What are the different types of error present in machine learning?
There are mainly two types:
- Reducible errors - can be reduced to improve model accuracy. Such errors can further be classified into bias and Variance.
- Irreducible errors: These errors will always be present in the model
What is the bias/variance trade off?
For an accurate model, algorithms need a low variance and low bias. But this is not possible because bias and variance are related to each other:
Decreasing variance will increase bias
Decreasing bias will increase variance
Ideally, we need a model that accurately captures the regularities in training data and simultaneously generalizes well with the unseen dataset. Unfortunately, doing this is not possible simultaneously.
High bias + low variance = Underfitting
Low bias + high variance = Overfitting
The Bias-Variance trade-off is about finding the sweet spot to make a balance between bias and variance errors.
What is bias?
Bias is the difference between the average prediction of our model and the correct value which we are trying to predict. Model with high bias pays very little attention to the training data and oversimplifies the model (underfitted). It always leads to high error on training and test data.
What is variance?
Variance is the variability of model prediction for a given data point or a value which tells us spread of our data. Model with high variance pays a lot of attention to training data and does not generalize on the data which it hasn’t seen before (overfitted). As a result, such models perform very well on training data but has high error rates on test data.
How can you deal with overfitting due to low bias?
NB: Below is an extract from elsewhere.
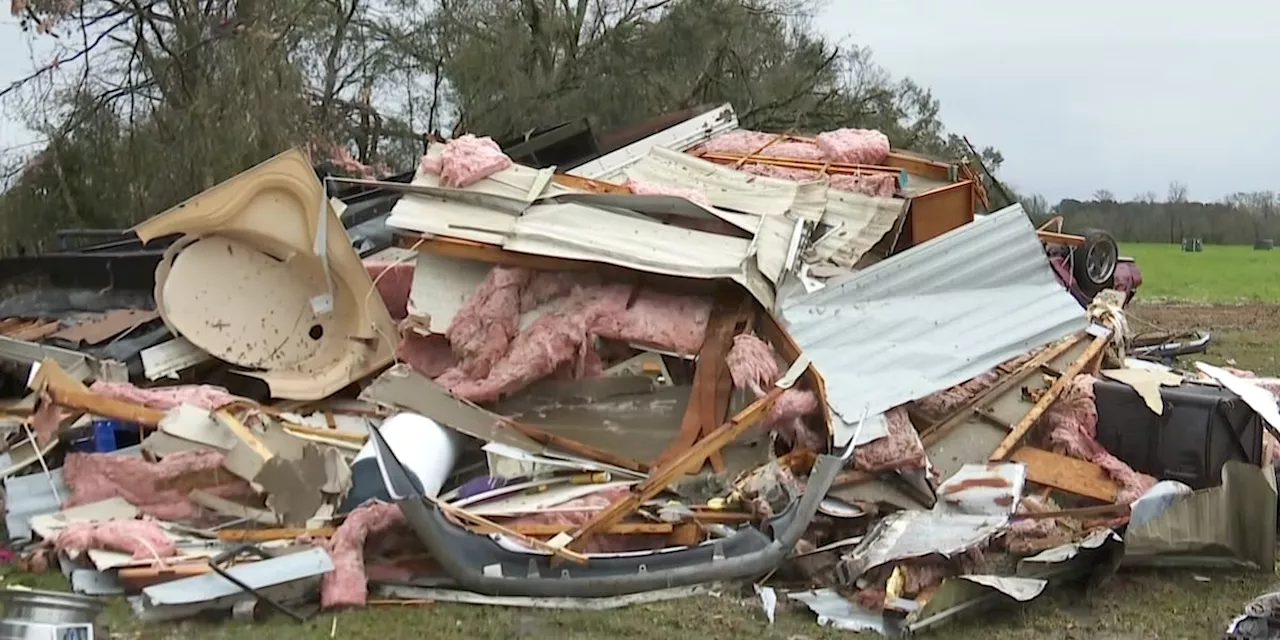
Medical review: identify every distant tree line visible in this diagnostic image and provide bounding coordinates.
[1019,182,1280,244]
Low bias occurs when the model is predicting values close to the actual value. It is mimicking the training dataset. The model has no generalization which means if the model is tested on unseen data, it will give poor results.
Bagging (parallel ensemble technique): randomly create subsets of training data and train same algorithm on each subset in parallel, taking consensus result. The combination of models reduces the variance and makes it more reliable compared to a single model.
How can you deal with overfitting due to high variance?
Model with high variance pays a lot of attention to training data and does not generalize on the data which it hasn’t seen before (overfitted).
Regularization techniques: penalise higher model coefficients to lower model complexity. Includes LASSO, Ridge Regression and ElasticNet.
Dimensionality reduction via feature selection
Boosting: iterative ensemble technique that adjusts the weights based on the last classification (assigns higher weight to inaccurate predictions)
What is the interpretation of a ROC area under the curve?
Receiver operating characteristics (ROC) shows the trade-off between sensitivity and specificity.
- Sensitivity: it is the probability that the model predicts a positive outcome when the actual value is also positive (precision)
- Specificity: it is the probability that the model predicts a negative outcome when the actual value is also negative.
The curve is plotted using the False positive rate (FP/(TN + FP)) and true positive rate (TP/(TP + FN))
The area under the curve (AUC) shows the model performance. If the area under the ROC curve is 0.5, then our model is completely random. The model with AUC close to 1 is the better model.
What are the methods of reducing dimensionality?
For dimensionality reduction, we can use feature selection or feature extraction methods.
Dimensionality reduction will decrease the computational cost of training, decrease storage requirements, and may improve the generalisation performance of the model
What is feature selection?
Feature selection is a process of selecting optimal features and dropping irrelevant features. We use Filter, Wrapper, and Embedded methods to analyze feature importance and remove less important features to improve model performance.
What is feature extraction?
Feature extraction transforms the space with multiple dimensions into fewer dimensions. No information is lost during the process, and it uses fewer resources to process the data. The most common extraction techniques are Linear discriminant analysis (LDA), Kernel PCA, and Quadratic discriminant analysis.